Malani, born in Karachi just a year before India's independence in 1947, seems to burn with anger at the trauma of the country's partition. Too strong perhaps for hanging in one's living room, Malani's work is developing towards public forms that disturb and challenge the viewer.
For example, in the 1988 painting "On Secularism", a nude figure carries another naked man away from what appears to be a Hindu-Muslim clash, with grim figures, presumably politicians, in the foreground - hardly the kind of painting to brighten up a living room.
Malani's will be no ordinary show, Bead pointed out. Considering the venue, the number of works and the show's sheer length - it will run from Aug 23, 2005 to Aug 22, 2006 - it will be a landmark exhibition by a contemporary Indian artist, Bead added.
An indefatigable experimenter with new materials and media, Malani has been featured in such path-breaking international exhibitions as Century City (Tate Modern, 2000) and Unpacking Europe (Museum Boymans-van Beuningen, 2001).
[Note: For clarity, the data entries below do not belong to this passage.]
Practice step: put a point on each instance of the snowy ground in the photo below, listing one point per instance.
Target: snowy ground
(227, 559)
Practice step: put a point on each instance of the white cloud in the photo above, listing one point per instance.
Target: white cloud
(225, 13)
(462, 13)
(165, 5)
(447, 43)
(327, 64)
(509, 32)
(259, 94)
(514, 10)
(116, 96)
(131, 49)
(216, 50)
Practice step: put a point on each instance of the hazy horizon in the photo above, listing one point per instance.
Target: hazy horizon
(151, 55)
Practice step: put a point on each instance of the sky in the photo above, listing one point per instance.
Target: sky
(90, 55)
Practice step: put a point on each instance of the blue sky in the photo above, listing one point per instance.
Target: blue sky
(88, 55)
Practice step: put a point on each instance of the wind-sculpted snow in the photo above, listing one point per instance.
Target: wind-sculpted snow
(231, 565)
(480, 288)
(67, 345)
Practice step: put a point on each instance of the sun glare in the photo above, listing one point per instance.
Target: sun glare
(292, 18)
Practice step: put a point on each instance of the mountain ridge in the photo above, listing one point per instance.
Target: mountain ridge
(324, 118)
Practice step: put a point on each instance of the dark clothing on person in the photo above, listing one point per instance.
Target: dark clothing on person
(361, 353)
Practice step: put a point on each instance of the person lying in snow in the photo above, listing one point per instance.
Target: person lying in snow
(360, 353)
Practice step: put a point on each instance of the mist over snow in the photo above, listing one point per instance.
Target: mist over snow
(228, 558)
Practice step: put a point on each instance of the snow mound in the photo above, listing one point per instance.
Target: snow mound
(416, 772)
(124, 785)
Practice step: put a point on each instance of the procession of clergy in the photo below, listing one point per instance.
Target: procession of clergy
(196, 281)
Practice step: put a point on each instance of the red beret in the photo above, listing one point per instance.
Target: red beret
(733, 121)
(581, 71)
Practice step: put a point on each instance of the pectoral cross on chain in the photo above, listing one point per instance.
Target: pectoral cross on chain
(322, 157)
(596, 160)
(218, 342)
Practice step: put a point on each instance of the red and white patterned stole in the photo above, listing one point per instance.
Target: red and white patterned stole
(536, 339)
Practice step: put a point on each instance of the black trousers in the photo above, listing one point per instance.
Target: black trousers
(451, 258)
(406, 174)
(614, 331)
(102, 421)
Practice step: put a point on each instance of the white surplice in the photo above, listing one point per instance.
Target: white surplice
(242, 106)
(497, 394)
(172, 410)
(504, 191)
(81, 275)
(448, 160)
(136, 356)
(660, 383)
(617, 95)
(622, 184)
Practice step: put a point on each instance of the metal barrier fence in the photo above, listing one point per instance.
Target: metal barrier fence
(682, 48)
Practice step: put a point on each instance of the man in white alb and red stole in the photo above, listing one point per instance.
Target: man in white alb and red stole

One of her installations is at this year's Venice Biennale.
This will be Malani's second one-artist museum show in the US: her first such was over two years ago - a video display, Hamletmachine, at the New Museum of Contemporary Art (November 13, 2002-January 12, 2003). The Irish Museum of Modern Art in Dublin has also scheduled a one-artist exhibition of her works for 2007.
Malani is delighted with all this interest in her work, she told IANS on telephone from her studio in Mumbai. But she is not coming to the US for the opening.
She is ever seeking new forms of expression, using cylinders, mirrors, motors and lights to create artistic statements addressed to large audiences. For example, Hamletmachine, a reworking of a play by a German playwright, is a 20-minute video installation. So is Remembering Toba Tek Singh, based on a short story about the exchange of prisoners between asylums in India and Pakistan following partition.
The New Museum said on its website at that time that Malani's Hamletmachine was the first museum solo by a South Asian artist in this country.
Unlike the installation at the New Museum, PEM will have on view a lot of pure paintings stretching across two decades of Malani's work.
"I believe, despite all her interest in state-of-art media, she is primarily a painter, and we will have representative selection of them for the serious, thoughtful viewer," Bean said.